Organic is moving swiftly from niche markets to the mainstream
Policy-makers are failing to keep up with consumer demand for organic produce
Consumer demand for organic food is increasing globally and is worth in excess of €75bn, with all the main markets growing in double digits.
Just last week Sweden released figures showing that demand for organic food increased by more than 40pc in 2016, and this is an important market for Irish organic product.
Worldwide more farmers cultivate organically and consequently the land area certified has also risen to over 50 million hectares. However, despite all of the evidence to the contrary organic is seen by some as a niche market.

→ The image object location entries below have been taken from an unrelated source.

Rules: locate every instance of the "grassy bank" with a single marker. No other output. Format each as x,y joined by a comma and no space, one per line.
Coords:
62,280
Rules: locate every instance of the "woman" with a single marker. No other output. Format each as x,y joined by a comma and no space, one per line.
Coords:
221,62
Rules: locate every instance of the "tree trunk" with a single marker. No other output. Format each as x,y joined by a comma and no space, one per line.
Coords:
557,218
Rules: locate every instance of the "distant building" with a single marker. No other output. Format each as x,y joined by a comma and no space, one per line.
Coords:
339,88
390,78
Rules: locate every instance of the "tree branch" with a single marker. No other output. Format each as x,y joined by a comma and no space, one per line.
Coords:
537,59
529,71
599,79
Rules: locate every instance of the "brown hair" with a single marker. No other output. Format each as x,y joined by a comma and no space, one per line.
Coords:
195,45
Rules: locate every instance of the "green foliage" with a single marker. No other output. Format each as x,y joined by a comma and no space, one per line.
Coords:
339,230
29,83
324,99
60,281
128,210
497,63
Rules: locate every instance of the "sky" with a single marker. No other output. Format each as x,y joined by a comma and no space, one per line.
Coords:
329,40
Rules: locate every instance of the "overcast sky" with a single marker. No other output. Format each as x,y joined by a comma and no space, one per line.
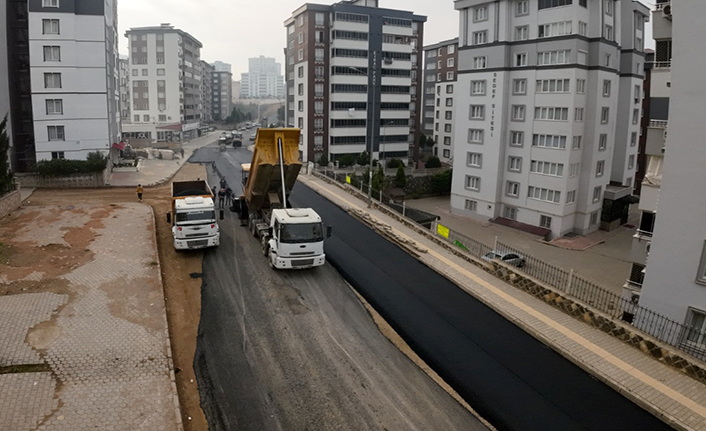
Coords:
234,30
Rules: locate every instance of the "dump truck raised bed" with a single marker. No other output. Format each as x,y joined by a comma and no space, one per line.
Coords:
193,216
290,237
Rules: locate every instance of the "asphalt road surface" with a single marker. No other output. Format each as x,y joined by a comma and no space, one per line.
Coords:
296,350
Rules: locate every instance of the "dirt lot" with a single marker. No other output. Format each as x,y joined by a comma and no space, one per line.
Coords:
182,292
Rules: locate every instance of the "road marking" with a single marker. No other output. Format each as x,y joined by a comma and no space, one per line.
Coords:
602,353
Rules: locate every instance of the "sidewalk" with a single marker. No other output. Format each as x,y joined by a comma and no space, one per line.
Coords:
607,262
677,399
84,341
154,171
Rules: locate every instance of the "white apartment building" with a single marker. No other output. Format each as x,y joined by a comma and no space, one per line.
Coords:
675,277
343,60
73,51
539,138
166,78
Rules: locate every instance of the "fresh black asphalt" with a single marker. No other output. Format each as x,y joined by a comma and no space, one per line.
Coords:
510,378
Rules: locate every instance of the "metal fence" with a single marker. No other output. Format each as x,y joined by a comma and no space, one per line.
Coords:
689,340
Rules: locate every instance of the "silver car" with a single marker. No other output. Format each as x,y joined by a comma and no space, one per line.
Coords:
513,259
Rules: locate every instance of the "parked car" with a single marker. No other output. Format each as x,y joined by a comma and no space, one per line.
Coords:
513,259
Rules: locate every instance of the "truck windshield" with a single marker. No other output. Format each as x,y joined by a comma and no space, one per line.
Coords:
298,233
195,216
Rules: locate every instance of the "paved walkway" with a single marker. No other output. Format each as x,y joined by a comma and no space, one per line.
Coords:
84,341
607,262
677,399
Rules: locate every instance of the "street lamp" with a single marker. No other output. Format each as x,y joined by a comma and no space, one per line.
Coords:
370,137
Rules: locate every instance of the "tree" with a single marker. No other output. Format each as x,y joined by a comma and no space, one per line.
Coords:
400,177
5,172
433,162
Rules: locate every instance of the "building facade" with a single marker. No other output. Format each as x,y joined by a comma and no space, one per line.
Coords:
166,77
440,74
545,117
263,80
352,79
73,79
221,95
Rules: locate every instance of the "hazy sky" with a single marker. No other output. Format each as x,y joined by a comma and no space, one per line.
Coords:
234,30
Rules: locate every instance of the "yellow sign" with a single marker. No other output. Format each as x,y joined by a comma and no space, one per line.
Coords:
442,230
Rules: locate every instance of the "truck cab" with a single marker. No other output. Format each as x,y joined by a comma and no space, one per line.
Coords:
296,240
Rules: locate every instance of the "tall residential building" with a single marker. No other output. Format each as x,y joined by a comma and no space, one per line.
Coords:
351,75
125,87
263,80
551,96
222,96
440,74
206,94
220,66
165,72
58,65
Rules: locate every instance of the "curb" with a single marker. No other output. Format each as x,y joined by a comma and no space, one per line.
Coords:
170,359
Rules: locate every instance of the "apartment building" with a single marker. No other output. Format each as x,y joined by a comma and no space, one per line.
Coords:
221,94
263,80
166,77
551,99
440,73
352,79
206,92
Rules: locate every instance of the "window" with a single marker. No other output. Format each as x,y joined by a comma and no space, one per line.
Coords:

Organic products of all kinds can now be found in most kitchens and households around the country indicating just how mainstream organic has become.

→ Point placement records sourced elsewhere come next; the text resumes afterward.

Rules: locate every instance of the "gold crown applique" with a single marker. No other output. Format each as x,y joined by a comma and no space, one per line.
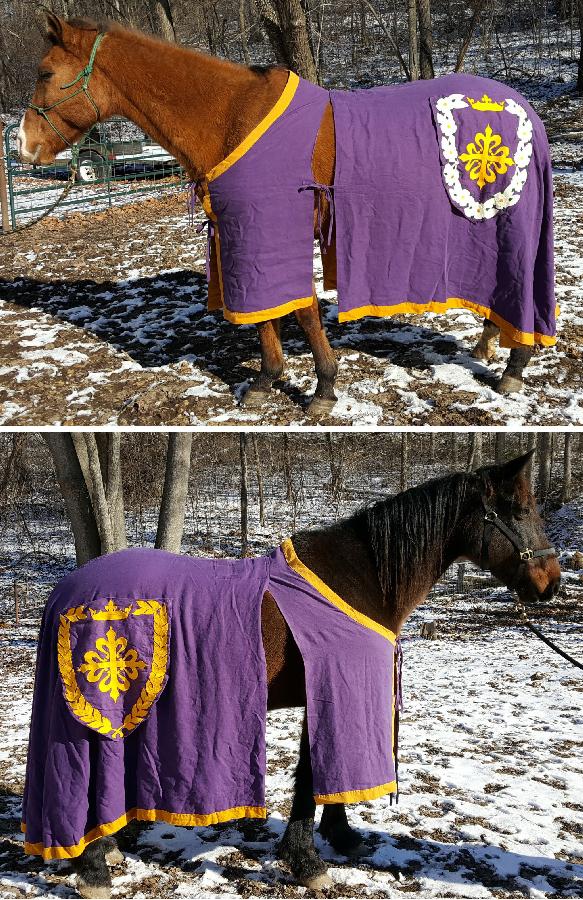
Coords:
486,104
111,613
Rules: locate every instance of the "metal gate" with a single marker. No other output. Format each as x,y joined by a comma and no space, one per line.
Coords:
117,161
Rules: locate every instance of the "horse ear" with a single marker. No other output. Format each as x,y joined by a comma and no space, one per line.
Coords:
55,29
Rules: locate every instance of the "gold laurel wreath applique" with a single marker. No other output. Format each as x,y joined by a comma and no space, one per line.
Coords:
153,686
80,707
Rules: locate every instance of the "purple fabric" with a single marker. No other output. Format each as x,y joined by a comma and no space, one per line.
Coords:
265,223
199,748
402,238
349,687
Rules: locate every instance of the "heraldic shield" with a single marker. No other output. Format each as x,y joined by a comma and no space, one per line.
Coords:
486,147
113,660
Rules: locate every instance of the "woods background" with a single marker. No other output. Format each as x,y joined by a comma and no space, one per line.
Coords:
230,494
348,43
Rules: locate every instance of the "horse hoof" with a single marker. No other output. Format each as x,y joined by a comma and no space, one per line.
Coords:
485,354
253,399
92,891
510,384
317,882
320,406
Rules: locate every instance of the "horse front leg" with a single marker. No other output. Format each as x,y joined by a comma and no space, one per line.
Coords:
93,876
297,845
485,349
335,829
324,397
511,381
271,363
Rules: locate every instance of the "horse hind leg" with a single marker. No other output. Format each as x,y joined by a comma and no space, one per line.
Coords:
297,845
511,381
93,875
335,829
485,349
325,362
271,363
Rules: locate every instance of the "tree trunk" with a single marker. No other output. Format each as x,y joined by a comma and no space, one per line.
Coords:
475,18
475,456
75,494
287,468
286,27
163,20
544,439
404,460
567,467
173,505
425,38
500,447
530,445
413,43
100,508
243,437
259,474
580,68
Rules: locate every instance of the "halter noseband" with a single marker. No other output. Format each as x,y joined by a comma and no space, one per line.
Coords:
84,74
491,521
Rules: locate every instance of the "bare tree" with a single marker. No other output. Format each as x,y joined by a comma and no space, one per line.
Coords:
475,454
172,508
425,38
544,446
567,467
413,40
404,460
163,19
286,27
243,438
75,494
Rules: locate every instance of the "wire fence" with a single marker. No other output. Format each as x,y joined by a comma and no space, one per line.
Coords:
117,163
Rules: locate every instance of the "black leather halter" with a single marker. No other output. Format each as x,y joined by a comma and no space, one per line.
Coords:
491,521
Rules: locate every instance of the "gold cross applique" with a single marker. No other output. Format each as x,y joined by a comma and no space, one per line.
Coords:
111,664
486,157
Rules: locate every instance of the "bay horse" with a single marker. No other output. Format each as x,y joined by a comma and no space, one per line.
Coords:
199,108
383,561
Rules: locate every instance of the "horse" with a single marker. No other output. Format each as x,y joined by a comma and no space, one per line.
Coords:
383,561
200,109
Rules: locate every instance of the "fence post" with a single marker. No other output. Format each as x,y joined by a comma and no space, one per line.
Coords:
3,183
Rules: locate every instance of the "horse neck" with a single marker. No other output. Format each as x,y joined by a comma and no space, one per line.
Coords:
197,107
343,557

Numerous studies have been conducted globally on the buying habits and demographics of consumers of organic food with a few key themes emerging.
Consumers like organically produced food because of their concerns regarding health, the environment and animal welfare, and their purchasing habits confirm a willingness to pay the price premiums established in the marketplace.
While there are obvious differences in shopping patterns across the globe the "entry categories" to organics are the same, fruit, vegetables, dairy products and eggs dominate all the major markets.
In the United States $15.6bn (€13bn) worth of fruit and vegetables were sold in 2016, constituting over 40pc of the entire sales of organic food.